TECTONIC BRECCIAS
Tectonic breccias in the commercial decorative stone
trade are typically called “marbles”. By definition, any
breccia will have abundant large angular fragments. The tectonic breccias
are generated by intense tectonic crushing and fracturing along fault zones in
orogenic belts. Cut & polished samples are typically bicolored or
multicolored and are quite striking in appearance.

French Grand Antique Marble (field of view 10.9 cm across) - an attractive black
& white tectonic limestone breccia from southern France. It has large
to small angular fragments of black micritic limestone surrounded by whitish
carbonate cement. It has been quarried for millennia (known Roman names
for this rock include “Marmor Celticum” and “Marmor Aquitanicum”).

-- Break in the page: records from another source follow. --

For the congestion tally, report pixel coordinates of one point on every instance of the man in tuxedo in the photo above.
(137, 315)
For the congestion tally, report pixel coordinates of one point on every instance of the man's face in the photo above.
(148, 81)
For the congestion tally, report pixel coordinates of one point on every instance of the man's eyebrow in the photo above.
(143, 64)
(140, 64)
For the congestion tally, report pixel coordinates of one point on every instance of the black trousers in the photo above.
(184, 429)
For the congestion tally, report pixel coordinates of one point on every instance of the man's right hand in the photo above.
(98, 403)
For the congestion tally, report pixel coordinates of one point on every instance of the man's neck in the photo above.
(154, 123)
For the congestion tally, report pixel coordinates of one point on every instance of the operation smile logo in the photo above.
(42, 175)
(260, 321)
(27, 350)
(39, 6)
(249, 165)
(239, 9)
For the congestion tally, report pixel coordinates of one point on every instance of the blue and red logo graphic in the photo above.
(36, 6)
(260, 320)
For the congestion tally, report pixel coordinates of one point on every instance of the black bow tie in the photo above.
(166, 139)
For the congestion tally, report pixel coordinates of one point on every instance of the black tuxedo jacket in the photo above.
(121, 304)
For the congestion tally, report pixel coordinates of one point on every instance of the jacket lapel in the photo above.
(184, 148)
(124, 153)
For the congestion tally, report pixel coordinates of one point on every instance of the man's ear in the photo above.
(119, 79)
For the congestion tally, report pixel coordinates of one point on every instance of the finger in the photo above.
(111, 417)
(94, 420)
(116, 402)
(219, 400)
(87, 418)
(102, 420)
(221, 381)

The rock was exploited in Roman & Byzantine times, then abandoned and
forgotten. Quarrying resumed after rediscovery in the 1700s, but the area
is now exhausted (it’s an “extinct” rock). This
material came from an old quarry at Aubert, just southeast of Moulis, Lez River
Valley, southwest of Saint-Girons, western Ariège Department, central
Pyrenees Mountains, far-southern France.

Italian Red Antique Marble - a tectonic marble breccia from Italy having white
calcite veining and some greenish serpentinization. This material comes
from Genoa in Liguria Province, northwestern Italy.